Türkiye'de son 9 yılda iletişim alanında yapılan yeniliklerle dönemlerin sağduyulu sorgulanmasına kapı açtığını ifade eden Bakan Yıldırım, "İnsanları doğru, hızlı ve güvenilir bilgilendirmenin başında gelen basın kuruluşları ne kadar ilkeli olursa, ne kadar toplumun gerçekleriyle örtüşürse, o kadar güven noktasında mesafe katediyor. Örneğin bugün 28 Şubat sürecini daha sağlıklı, daha sağduyuyla değerlendirme imkanı buluyoruz" dedi.
"ADALET YOLLARINI MİLLETE HAVALE ETTİK"
Hükümet politikaları ile Türkiye'de son 9 yılda yapılan yatırımların 50 yıllık kaybın bir kısmında telafi oluşturduğunu belirten Bakan Yıldırım, şöyle konuştu:
"Adalet ve Kalkınma Partisi olarak demokrasi, hukuk, yargı reformu ve kalkınma alanında bizim ilk sıramızda kalkınmayı önce yaptık, adaleti ikinci sırada bıraktık. Adalet tarafına göz atınca tosladık. Oralarda bir tosladık, ondan sonra tekrar millete gittik. Millet işi düzeltti, kalkınmada yetkiyi verdi, düzelttik. Adalet tarafında sahibine gittik, sahibi kararı verdi Türkiye'nin yollarını biz açtık, biz yaptık. Adalet yollarını da millete havale ettik, millet açtı, o yolda devam ediyoruz."

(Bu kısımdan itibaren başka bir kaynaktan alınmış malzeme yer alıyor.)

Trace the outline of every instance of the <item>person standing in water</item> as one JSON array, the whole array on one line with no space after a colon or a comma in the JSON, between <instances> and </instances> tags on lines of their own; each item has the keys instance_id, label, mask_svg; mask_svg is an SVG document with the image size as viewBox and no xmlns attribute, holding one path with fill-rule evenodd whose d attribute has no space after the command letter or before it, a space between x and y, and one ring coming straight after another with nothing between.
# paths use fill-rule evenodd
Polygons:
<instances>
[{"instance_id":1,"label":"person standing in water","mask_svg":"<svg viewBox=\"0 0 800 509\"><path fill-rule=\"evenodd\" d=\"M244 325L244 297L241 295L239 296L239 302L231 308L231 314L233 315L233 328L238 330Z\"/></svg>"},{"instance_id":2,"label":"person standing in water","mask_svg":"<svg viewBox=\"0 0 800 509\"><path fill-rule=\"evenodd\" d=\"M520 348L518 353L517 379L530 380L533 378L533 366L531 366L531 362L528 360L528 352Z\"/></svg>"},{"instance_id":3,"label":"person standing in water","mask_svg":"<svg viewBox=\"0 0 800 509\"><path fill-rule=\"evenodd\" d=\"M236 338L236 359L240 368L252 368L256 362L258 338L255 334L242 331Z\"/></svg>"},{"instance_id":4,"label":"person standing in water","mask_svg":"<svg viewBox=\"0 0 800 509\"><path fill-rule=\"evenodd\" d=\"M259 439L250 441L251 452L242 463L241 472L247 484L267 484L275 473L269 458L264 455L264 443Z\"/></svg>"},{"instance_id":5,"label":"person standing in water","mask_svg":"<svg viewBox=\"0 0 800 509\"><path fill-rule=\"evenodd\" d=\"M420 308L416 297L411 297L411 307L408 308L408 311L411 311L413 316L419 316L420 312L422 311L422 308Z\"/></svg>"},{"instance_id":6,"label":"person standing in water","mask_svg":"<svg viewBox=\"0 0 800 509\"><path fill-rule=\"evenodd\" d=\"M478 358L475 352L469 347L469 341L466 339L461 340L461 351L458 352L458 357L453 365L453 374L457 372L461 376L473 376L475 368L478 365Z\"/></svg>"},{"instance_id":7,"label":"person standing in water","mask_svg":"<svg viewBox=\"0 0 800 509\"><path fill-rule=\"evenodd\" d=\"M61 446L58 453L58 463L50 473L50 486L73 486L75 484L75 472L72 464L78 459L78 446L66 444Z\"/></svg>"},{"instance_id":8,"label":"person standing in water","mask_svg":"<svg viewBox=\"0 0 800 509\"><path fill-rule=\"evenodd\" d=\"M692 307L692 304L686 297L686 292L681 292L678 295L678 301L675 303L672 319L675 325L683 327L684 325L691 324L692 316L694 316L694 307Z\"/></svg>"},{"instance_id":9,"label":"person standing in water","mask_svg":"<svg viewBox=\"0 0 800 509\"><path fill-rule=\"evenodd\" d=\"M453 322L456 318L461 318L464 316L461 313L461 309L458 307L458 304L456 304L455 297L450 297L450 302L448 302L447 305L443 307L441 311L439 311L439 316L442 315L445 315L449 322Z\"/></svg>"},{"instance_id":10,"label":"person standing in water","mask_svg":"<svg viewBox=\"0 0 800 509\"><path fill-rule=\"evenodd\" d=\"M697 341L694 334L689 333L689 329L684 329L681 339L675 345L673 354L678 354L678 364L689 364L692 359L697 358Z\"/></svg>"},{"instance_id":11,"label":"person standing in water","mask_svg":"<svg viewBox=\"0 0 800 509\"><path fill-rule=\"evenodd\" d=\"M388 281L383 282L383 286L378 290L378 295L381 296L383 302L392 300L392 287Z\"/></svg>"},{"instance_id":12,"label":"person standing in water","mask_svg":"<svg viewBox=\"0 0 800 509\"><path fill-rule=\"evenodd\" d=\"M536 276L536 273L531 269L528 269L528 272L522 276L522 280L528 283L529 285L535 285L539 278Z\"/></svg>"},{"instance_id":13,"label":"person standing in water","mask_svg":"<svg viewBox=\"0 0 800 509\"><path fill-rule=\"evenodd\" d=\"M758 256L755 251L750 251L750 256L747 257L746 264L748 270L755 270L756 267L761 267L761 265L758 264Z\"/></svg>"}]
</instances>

"TOPLUM SADECE ADALETLE YÖNETİLİR"
Kültür ve Turizm Bakanı Ertuğrul Günay ise, demokraside tek seslilikten ziyade farklı fikirlerin medeni ortamda anlayış çerçevesinde tartışılması gerektiğinin altını çizerek, adaletin önemini vurguladı. Bakan Günay, "Bir toplum sadece adaletle yönetilir. Bugün karşı karşıya bulunduğumuz birçok sorunu, inanç ve etnik köken gibi sorunları bir tek kavram çözebilir: 'adalet ve kalkınma'. Bunu da başaracağız. Demokrasinin köklü ve sarsılmaz olması için basın özgürlüğü ve temel düşünce ve ifade özgürlüğüdür.
Basın özgürlüğü bir milletin boynunun bükük kalmaması, herkese karsı savunmasının teminatıdır" şeklinde konuşu.
Konuşmaların ardından protokol üyeleri birlikte '25. Yıl' pastasını kesti.